Worldwide, some 44,000 storms occur every day, bombarding land and sea with about 9 million lightning strikes. A typical lightning strike has a peak current of between 5kA and 150kA (30kA is the average), which can cause extensive damage including risk of fire at the strike point.
The risk of a direct lightning strike to a structure can be statistically evaluated using ground flash density maps that show the number of ground strikes expected per square kilometer per year. The apparent area of the structure is calculated to assess the likely number of strikes. A taller structure is a more “attractive” target for lightning, therefore its “apparent” area is larger than a lower height building.

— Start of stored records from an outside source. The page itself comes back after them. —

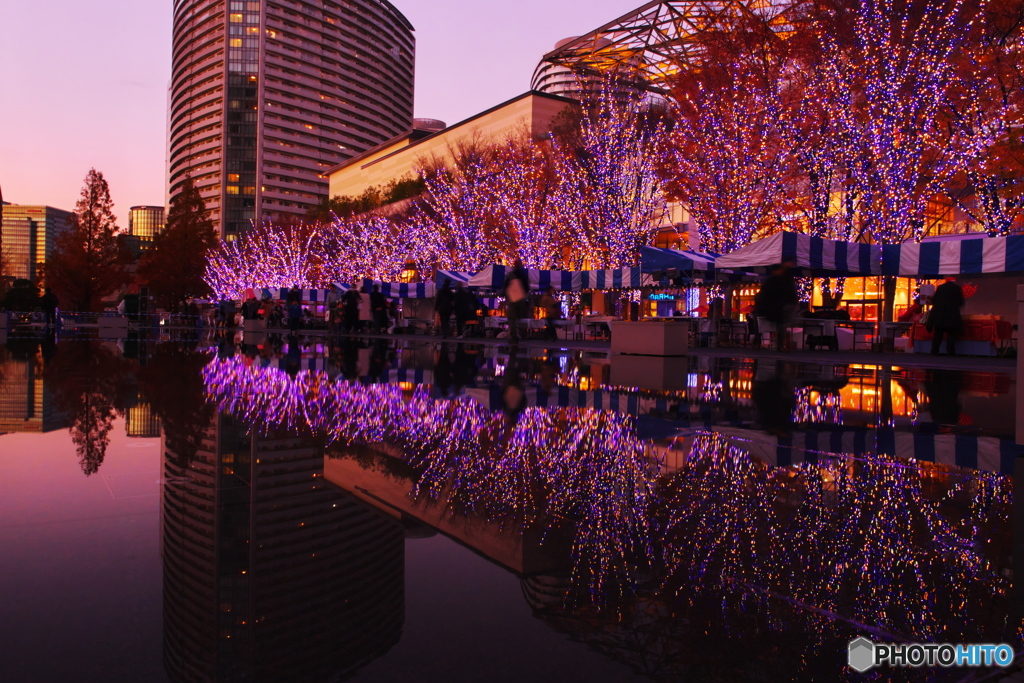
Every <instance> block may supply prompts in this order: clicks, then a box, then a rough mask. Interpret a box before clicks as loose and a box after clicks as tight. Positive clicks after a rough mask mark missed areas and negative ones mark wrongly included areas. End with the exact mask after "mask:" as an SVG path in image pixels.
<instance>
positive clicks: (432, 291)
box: [362, 279, 436, 299]
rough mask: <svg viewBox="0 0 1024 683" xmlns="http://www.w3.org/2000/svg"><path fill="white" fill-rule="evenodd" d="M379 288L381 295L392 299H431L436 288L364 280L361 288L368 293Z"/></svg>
mask: <svg viewBox="0 0 1024 683" xmlns="http://www.w3.org/2000/svg"><path fill="white" fill-rule="evenodd" d="M375 285H376V286H378V287H380V288H381V293H382V294H383V295H384V296H386V297H388V298H392V299H433V298H434V294H435V293H436V288H435V287H434V284H433V283H385V282H382V281H380V280H370V279H367V280H364V281H362V287H365V288H366V290H367V291H368V292H370V291H373V288H374V286H375Z"/></svg>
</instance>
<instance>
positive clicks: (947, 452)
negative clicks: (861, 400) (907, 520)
mask: <svg viewBox="0 0 1024 683" xmlns="http://www.w3.org/2000/svg"><path fill="white" fill-rule="evenodd" d="M714 431H718V432H719V433H721V434H723V435H725V436H728V437H729V438H730V439H732V440H733V441H734V442H735V445H736V446H738V447H740V449H742V450H744V451H748V452H750V453H751V455H753V456H756V457H757V458H759V459H761V460H764V461H766V462H769V463H772V464H773V465H778V466H779V467H786V466H790V465H797V464H800V463H803V462H810V463H813V462H817V461H818V459H819V458H820V457H829V456H831V455H834V454H839V455H845V454H850V455H854V456H865V455H873V454H879V453H884V454H888V455H891V456H896V457H897V458H906V459H909V460H920V461H926V462H931V463H939V464H942V465H952V466H954V467H966V468H971V469H977V470H986V471H990V472H1000V473H1002V474H1013V472H1014V467H1015V464H1016V461H1017V458H1018V457H1019V456H1024V446H1020V445H1018V444H1017V443H1016V442H1015V441H1013V440H1010V439H1001V438H996V437H994V436H976V435H973V434H934V433H924V432H908V431H897V430H896V429H893V428H882V429H866V428H857V427H835V428H833V429H820V430H815V429H811V430H799V431H795V432H794V433H793V435H792V436H790V437H786V438H780V437H776V436H772V435H770V434H768V433H766V432H762V431H757V430H753V429H731V428H728V427H725V428H716V429H715V430H714Z"/></svg>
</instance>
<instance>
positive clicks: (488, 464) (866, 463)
mask: <svg viewBox="0 0 1024 683" xmlns="http://www.w3.org/2000/svg"><path fill="white" fill-rule="evenodd" d="M204 374H205V378H206V382H207V389H208V396H209V397H210V398H211V399H213V400H214V401H216V402H217V403H219V404H220V405H221V407H222V408H224V409H229V410H231V411H233V412H234V413H237V414H239V415H243V416H248V419H250V420H252V421H253V422H254V423H255V424H260V425H264V426H265V427H267V428H271V427H273V426H282V425H286V424H287V425H293V426H295V427H299V426H304V427H305V428H312V429H315V430H323V432H324V433H325V434H327V435H328V436H329V437H330V438H333V439H337V440H338V441H340V442H343V443H356V444H367V445H372V444H375V443H377V444H381V443H386V444H388V446H389V449H388V450H389V451H391V452H393V453H401V454H403V456H404V459H406V462H407V463H408V464H409V466H411V467H412V468H413V470H415V473H416V476H414V477H412V478H411V480H412V481H413V496H415V497H418V498H420V499H421V500H423V499H426V500H433V501H436V502H437V503H438V504H441V505H446V506H447V509H449V511H450V512H451V513H452V514H459V515H476V516H479V517H481V518H484V519H486V520H488V521H490V522H497V523H498V524H499V525H500V526H502V527H504V528H508V529H510V530H513V531H516V530H518V531H522V530H525V529H528V528H532V529H540V530H542V531H545V532H557V531H562V532H568V533H569V535H570V536H571V538H572V558H571V559H572V562H573V566H572V573H571V577H570V578H569V579H567V580H566V581H564V582H563V583H559V584H557V586H556V587H555V588H554V589H553V591H552V594H551V595H550V596H548V597H547V598H545V599H544V600H542V601H538V602H537V604H535V602H534V598H535V597H536V595H537V594H538V592H537V591H532V593H531V592H530V591H527V598H528V599H530V600H531V604H532V605H534V608H535V610H537V613H538V615H539V616H541V617H542V618H544V620H546V621H548V622H549V623H551V624H553V625H555V626H556V628H558V629H564V630H566V631H569V632H570V633H572V634H573V635H574V636H579V637H581V638H583V639H585V640H587V642H588V643H589V644H591V645H593V646H595V647H596V648H598V649H600V650H601V651H604V652H606V653H607V654H608V655H609V656H613V657H615V658H618V659H623V660H627V661H629V663H630V664H631V665H632V666H635V667H636V668H637V669H639V670H641V671H644V672H646V673H648V674H650V675H654V676H669V677H671V676H678V674H679V673H680V672H684V671H690V668H691V667H692V666H693V664H692V663H693V661H695V660H696V661H700V663H705V664H706V665H708V666H712V667H713V668H716V667H722V668H724V671H728V672H730V673H731V674H734V676H733V677H732V678H729V677H728V676H726V677H724V678H723V680H745V679H748V678H751V677H753V676H755V675H757V676H760V677H761V678H766V679H774V678H777V677H781V676H783V675H790V674H792V673H793V671H792V667H793V666H794V663H800V665H798V666H799V667H801V671H802V672H803V674H805V675H811V674H813V673H815V672H816V668H820V667H827V668H828V670H829V671H833V672H834V671H836V670H838V669H839V668H841V667H842V666H843V663H842V661H841V660H840V659H841V655H842V652H843V647H845V642H846V641H847V640H849V639H850V638H852V637H855V636H856V635H877V636H879V637H884V638H887V639H892V638H898V639H901V640H930V641H937V640H943V641H968V642H973V641H977V640H979V639H981V640H1001V639H1005V638H1007V637H1009V636H1010V634H1008V633H1005V630H1004V629H1005V627H1006V624H1005V618H1004V617H1002V616H1000V615H1005V614H1006V609H1005V608H1004V605H1005V600H1006V598H1005V596H1006V595H1007V593H1008V590H1009V582H1008V580H1007V579H1006V577H1005V575H1002V574H1001V573H1000V568H1001V567H1005V566H1007V558H1006V557H1005V556H1001V555H999V554H998V553H999V552H1000V551H998V549H999V548H1002V547H1005V546H1006V545H1007V543H1008V539H1007V538H1006V533H1007V531H1006V529H1008V528H1009V523H1008V520H1009V509H1010V500H1011V499H1010V486H1009V482H1008V480H1007V479H1006V477H1004V476H1001V475H998V474H994V473H984V472H972V473H970V474H968V473H966V472H957V471H951V472H950V473H949V474H948V475H946V474H937V473H938V472H939V471H938V470H937V469H936V466H933V465H929V464H926V463H913V462H912V461H909V462H908V461H901V460H897V459H895V458H891V457H888V456H881V457H878V458H869V459H866V460H855V459H852V458H850V459H842V460H838V461H834V462H831V463H830V464H822V465H811V464H805V465H802V466H799V467H774V466H770V465H768V464H764V463H760V462H758V461H756V460H754V459H752V458H751V456H750V454H748V453H746V452H744V451H741V450H739V449H736V447H733V446H731V445H730V444H729V443H728V442H727V441H726V440H725V439H723V438H722V437H720V436H718V435H715V434H698V435H697V436H696V437H695V438H694V441H693V446H692V449H691V450H690V452H689V454H688V457H687V459H686V466H685V468H683V469H682V470H680V471H679V472H677V473H675V474H673V475H672V476H671V477H669V478H666V479H658V478H657V472H656V471H655V470H653V469H652V468H651V466H650V463H649V462H648V461H647V460H646V457H645V454H644V450H643V444H642V443H641V442H640V441H639V439H638V438H637V436H636V432H635V429H634V427H633V424H632V421H631V420H630V419H629V418H625V417H621V416H617V415H614V414H611V413H607V412H599V411H590V410H579V409H549V410H543V409H534V408H527V409H525V410H524V411H523V412H522V414H521V416H520V417H519V419H518V421H517V422H516V423H515V424H514V425H510V424H508V423H507V422H506V421H505V419H504V417H503V416H502V415H501V414H497V415H496V414H492V413H490V412H489V411H487V410H485V409H484V408H483V407H481V405H479V404H477V403H475V402H474V401H472V400H466V399H456V400H432V399H431V398H430V393H429V390H428V389H427V388H425V387H421V388H419V389H416V390H414V391H413V392H412V393H409V392H404V393H403V392H402V390H401V388H400V387H399V386H397V385H395V386H389V385H371V386H362V385H358V384H352V383H348V382H342V381H339V382H332V381H330V380H328V379H327V378H326V376H324V375H318V374H299V375H298V376H297V377H295V378H290V377H288V376H287V375H286V374H285V373H282V372H280V371H275V370H269V369H255V368H245V367H244V365H243V364H242V362H241V361H239V360H233V359H228V360H214V361H212V362H211V364H210V366H208V367H207V369H206V370H205V373H204ZM937 477H938V478H937ZM942 477H948V480H945V481H946V482H945V483H944V484H942V485H939V484H938V483H936V482H938V481H939V480H940V479H942ZM925 480H928V485H927V486H923V481H925ZM627 595H628V596H629V599H625V597H626V596H627ZM681 616H685V618H681ZM795 634H796V637H795ZM739 642H743V643H746V646H748V647H751V646H752V645H751V644H750V643H757V645H756V647H757V656H753V657H750V658H748V659H746V660H744V661H735V660H733V658H732V653H733V652H734V651H735V647H736V646H737V643H739ZM834 651H835V652H836V653H837V654H836V655H835V661H834V660H833V659H831V658H830V657H831V655H829V654H826V653H827V652H834ZM709 663H710V664H709ZM752 663H757V665H756V666H755V665H754V664H752ZM765 672H768V674H769V675H767V676H764V675H762V674H764V673H765ZM786 672H788V674H787V673H786ZM791 677H792V676H791Z"/></svg>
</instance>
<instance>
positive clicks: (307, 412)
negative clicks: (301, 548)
mask: <svg viewBox="0 0 1024 683" xmlns="http://www.w3.org/2000/svg"><path fill="white" fill-rule="evenodd" d="M204 375H205V378H206V382H207V390H208V396H209V397H210V398H211V399H212V400H214V401H215V402H217V403H218V405H219V407H220V408H221V410H224V411H228V412H232V413H234V414H236V415H238V416H240V417H242V418H243V419H244V420H245V421H247V422H249V423H251V424H254V425H262V426H263V428H265V429H269V428H274V427H285V428H288V429H311V430H313V431H314V432H322V433H324V434H326V435H327V436H328V438H330V439H333V440H337V441H340V442H342V443H346V444H353V443H354V444H372V443H379V442H387V443H389V444H391V445H393V446H396V447H398V449H399V450H400V451H401V452H402V453H403V454H404V457H406V461H407V463H408V464H409V465H411V466H412V467H414V468H415V469H416V471H417V472H418V474H419V476H418V478H417V479H416V483H415V485H414V487H413V490H412V495H413V496H414V497H421V498H423V499H426V500H434V501H438V500H441V499H443V501H444V503H445V505H446V506H447V507H449V509H450V510H451V511H452V512H453V513H454V514H463V515H466V514H478V515H483V516H485V517H486V518H487V519H490V520H496V521H498V522H499V523H501V524H502V525H504V526H507V527H508V528H518V529H520V530H522V529H525V528H526V527H528V526H534V525H538V526H539V527H540V528H542V529H545V528H546V529H554V528H563V527H571V528H574V529H575V541H574V543H573V547H572V556H573V560H574V567H575V571H577V580H578V583H577V586H578V587H579V589H580V595H581V597H582V598H584V599H592V600H594V601H597V602H601V601H604V600H606V599H607V598H608V597H609V596H610V595H612V594H613V593H615V592H621V591H626V590H629V587H630V585H631V584H632V583H633V582H634V579H635V573H636V569H635V567H636V566H637V565H638V564H640V565H645V564H647V563H648V562H649V557H650V552H651V551H650V547H649V538H650V532H649V528H648V522H647V517H646V515H645V513H644V511H645V509H646V507H647V506H648V505H649V497H650V482H651V481H652V480H653V475H654V472H653V471H652V470H651V465H650V463H649V462H648V460H647V459H646V456H645V454H644V450H643V445H642V443H641V442H640V440H639V439H638V438H637V437H636V430H635V427H634V424H633V420H632V418H630V417H627V416H621V415H617V414H614V413H610V412H601V411H593V410H588V409H558V410H554V411H546V410H543V409H526V410H525V411H523V414H522V415H521V416H520V419H519V420H518V421H517V422H516V424H515V425H514V426H510V425H509V424H508V423H507V421H506V420H505V418H504V416H503V415H501V414H500V413H498V414H495V413H492V412H490V411H488V410H486V409H485V408H483V407H482V405H480V404H479V403H477V402H476V401H474V400H472V399H468V398H463V399H456V400H451V401H435V400H433V399H431V397H430V391H429V388H424V387H421V388H419V389H417V390H415V391H414V392H413V394H412V395H408V394H407V393H404V392H403V391H402V389H401V387H399V386H397V385H387V384H374V385H369V386H364V385H361V384H356V383H349V382H344V381H339V382H331V381H329V380H327V379H326V377H325V376H324V375H317V374H307V373H302V374H299V375H298V376H296V377H294V378H292V377H290V376H289V375H287V374H286V373H284V372H282V371H278V370H272V369H260V368H246V367H245V365H244V362H242V361H240V360H238V359H233V358H232V359H226V360H219V359H218V360H213V361H212V362H211V364H210V365H209V366H208V367H207V369H206V370H205V372H204Z"/></svg>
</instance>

Metallic structures, such as silos, inherently provide a good electrical path for conducting lightning energy to ground. Concrete and other non-metallic structures (e.g. grain silos) should utilize lightning down-conductors to provide a controlled route to ground, rather than the signal circuit becoming an inadvertent path. A low impedance grounding system for the down-conductors will reduce ground potential rise problems and will be discussed later.
The large metal platforms of vehicle weighing systems are also often lightning targets. For critical systems, a part of the successful protection approach is to install a lightning protection terminal mounted on a nearby taller object to draw the lightning away. This “protection-by-isolation” may utilize an existing light pole or purpose installed mast system.